Goffman mengungkapkan suatu analogi yang sangat menarik yang menganalogikan panggung dengan interaksi sosial.
Dia melihat bahwa dunia itu merupakan suatu panggung dan manusia sebagai pemain di atas panggung beserta tindakan yang kita lakukan dalam kehidupan dan interaksi sehari-hari.
Goffman menganalisis berbagai strategi individu dengan usahanya untuk memperoleh kepercayaan sosial, terhadap konsep dirinya dan bagaimana individu mengontrol dirinya supaya bisa memberikan kesan-kesan baik pada orang lain. salah satunya adalah dengan cara memperhatikan penampilan dan perilakunya sebelum memainkan perannya di depan orang lain.

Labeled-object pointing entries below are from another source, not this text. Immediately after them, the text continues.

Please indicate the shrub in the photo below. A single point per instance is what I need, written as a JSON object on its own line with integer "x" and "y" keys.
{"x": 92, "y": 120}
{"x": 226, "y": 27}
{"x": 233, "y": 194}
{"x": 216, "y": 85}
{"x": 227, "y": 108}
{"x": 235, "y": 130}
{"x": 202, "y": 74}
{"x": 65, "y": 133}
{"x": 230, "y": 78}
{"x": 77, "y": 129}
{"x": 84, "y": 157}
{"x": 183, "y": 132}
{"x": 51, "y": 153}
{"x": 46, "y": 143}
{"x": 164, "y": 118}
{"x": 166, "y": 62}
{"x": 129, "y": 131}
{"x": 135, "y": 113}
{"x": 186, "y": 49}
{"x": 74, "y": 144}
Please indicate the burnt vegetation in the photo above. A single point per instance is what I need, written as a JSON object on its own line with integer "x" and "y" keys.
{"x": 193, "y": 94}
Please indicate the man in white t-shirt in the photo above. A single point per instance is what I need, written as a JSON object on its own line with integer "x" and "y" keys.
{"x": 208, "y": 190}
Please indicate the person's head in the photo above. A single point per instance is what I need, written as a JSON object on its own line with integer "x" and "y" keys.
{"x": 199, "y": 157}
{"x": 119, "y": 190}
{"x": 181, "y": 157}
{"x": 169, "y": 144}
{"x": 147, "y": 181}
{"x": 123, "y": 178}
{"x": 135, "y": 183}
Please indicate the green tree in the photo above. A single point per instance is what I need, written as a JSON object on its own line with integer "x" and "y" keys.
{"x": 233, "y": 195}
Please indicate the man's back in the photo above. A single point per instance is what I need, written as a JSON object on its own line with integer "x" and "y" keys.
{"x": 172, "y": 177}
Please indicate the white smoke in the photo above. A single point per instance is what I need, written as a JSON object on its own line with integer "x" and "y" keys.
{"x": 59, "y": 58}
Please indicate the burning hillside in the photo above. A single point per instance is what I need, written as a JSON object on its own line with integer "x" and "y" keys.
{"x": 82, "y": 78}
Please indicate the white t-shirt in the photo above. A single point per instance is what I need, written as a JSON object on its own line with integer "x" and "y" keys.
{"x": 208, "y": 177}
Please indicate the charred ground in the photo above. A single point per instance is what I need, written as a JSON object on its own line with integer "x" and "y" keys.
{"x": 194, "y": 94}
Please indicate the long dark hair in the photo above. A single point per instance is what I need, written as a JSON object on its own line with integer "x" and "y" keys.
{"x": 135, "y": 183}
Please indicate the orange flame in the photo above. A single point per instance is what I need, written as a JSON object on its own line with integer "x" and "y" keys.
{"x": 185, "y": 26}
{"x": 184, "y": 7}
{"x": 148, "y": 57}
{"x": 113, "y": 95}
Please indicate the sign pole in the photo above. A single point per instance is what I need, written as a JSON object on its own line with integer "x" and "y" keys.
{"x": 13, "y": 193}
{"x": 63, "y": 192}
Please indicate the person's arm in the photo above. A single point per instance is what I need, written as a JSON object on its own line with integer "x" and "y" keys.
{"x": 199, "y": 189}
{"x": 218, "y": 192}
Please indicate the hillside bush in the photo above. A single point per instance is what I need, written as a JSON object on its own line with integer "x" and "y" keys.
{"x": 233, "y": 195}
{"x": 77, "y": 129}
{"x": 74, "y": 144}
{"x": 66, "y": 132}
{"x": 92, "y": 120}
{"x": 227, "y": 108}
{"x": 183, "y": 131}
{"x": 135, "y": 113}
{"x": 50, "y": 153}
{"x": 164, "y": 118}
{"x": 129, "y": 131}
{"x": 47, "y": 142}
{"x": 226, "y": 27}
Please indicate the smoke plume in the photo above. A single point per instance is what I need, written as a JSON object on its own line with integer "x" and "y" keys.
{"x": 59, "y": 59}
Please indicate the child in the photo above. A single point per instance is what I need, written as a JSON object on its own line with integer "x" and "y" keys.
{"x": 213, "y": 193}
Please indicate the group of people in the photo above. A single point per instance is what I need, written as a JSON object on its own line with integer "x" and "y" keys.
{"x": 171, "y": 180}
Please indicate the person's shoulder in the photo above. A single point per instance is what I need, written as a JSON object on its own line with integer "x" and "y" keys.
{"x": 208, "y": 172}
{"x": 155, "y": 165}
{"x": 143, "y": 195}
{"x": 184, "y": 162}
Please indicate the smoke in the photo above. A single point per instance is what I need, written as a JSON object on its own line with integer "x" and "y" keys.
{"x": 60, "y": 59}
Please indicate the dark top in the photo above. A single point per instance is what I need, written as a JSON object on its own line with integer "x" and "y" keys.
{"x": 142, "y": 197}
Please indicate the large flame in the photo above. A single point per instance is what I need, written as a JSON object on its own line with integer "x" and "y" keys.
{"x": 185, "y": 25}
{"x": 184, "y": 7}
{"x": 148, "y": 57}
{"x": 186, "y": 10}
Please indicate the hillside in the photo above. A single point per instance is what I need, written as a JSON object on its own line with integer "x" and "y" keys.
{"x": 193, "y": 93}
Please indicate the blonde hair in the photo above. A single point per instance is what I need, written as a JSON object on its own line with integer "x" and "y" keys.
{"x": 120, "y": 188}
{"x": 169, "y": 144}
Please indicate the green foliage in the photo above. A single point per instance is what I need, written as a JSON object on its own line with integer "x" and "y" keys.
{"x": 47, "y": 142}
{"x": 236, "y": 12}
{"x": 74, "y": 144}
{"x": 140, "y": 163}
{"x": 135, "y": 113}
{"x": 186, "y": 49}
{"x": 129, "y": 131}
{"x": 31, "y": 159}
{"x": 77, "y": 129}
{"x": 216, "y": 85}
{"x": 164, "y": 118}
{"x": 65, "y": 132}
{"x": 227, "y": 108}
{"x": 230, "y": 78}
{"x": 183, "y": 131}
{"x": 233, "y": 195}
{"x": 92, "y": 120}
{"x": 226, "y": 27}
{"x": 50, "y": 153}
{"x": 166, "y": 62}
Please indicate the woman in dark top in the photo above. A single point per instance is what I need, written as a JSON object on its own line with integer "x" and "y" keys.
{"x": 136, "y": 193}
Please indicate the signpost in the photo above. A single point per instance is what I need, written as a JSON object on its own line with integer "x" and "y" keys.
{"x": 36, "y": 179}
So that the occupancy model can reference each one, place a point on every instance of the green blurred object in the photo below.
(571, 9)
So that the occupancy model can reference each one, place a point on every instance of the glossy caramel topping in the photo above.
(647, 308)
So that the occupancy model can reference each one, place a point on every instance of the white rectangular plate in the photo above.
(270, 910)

Goffman juga tertarik dengan banyaknya cara dimana orang bekerja sama dalam melindungi berbagai tuntutan satu sama lain berhubungan dengan kenyataan sosial yang sedang mereka usahakan untuk di pentaskan atau identitas yang ingin mereka tampilkan
Namun di sisi lain situasi sosial ada juga dimana individu mencoba menjatuhkan penampilan orang lain. Suatu kelompok orang yang bekerjasama untuk mementaskan suatu penampilan tertentu di sebut dengan tim dramaturgi.
Sehingga audiens di harapkan mau menerima definisi tentang kenyataan yang mereka tampilkan. Goffman juga membedakan apa yang di sebutnya sebagai pentas depan atau wilayah muka dan pentas belakang atau wilayah belakang
Pentas depan adalah tempat dimana audiens di harapkan ada, sedangkan pentas belakang merupakan tempat dimana audiens di harapkan tidak boleh ada dan actor dapat menanggalkan atau meninggalkan peran mereka dan tempat dimana mereka menjadi diri sendiri.
Tapi keduannya bersifat relatif. Tetapi gaya analisis goffman memperlihatkan kelemahannya tentang pembedaan antara penampilan dengan kenyataan. karena bagaimanapun juga kenyataan sosial merupakan konstruksi sosial.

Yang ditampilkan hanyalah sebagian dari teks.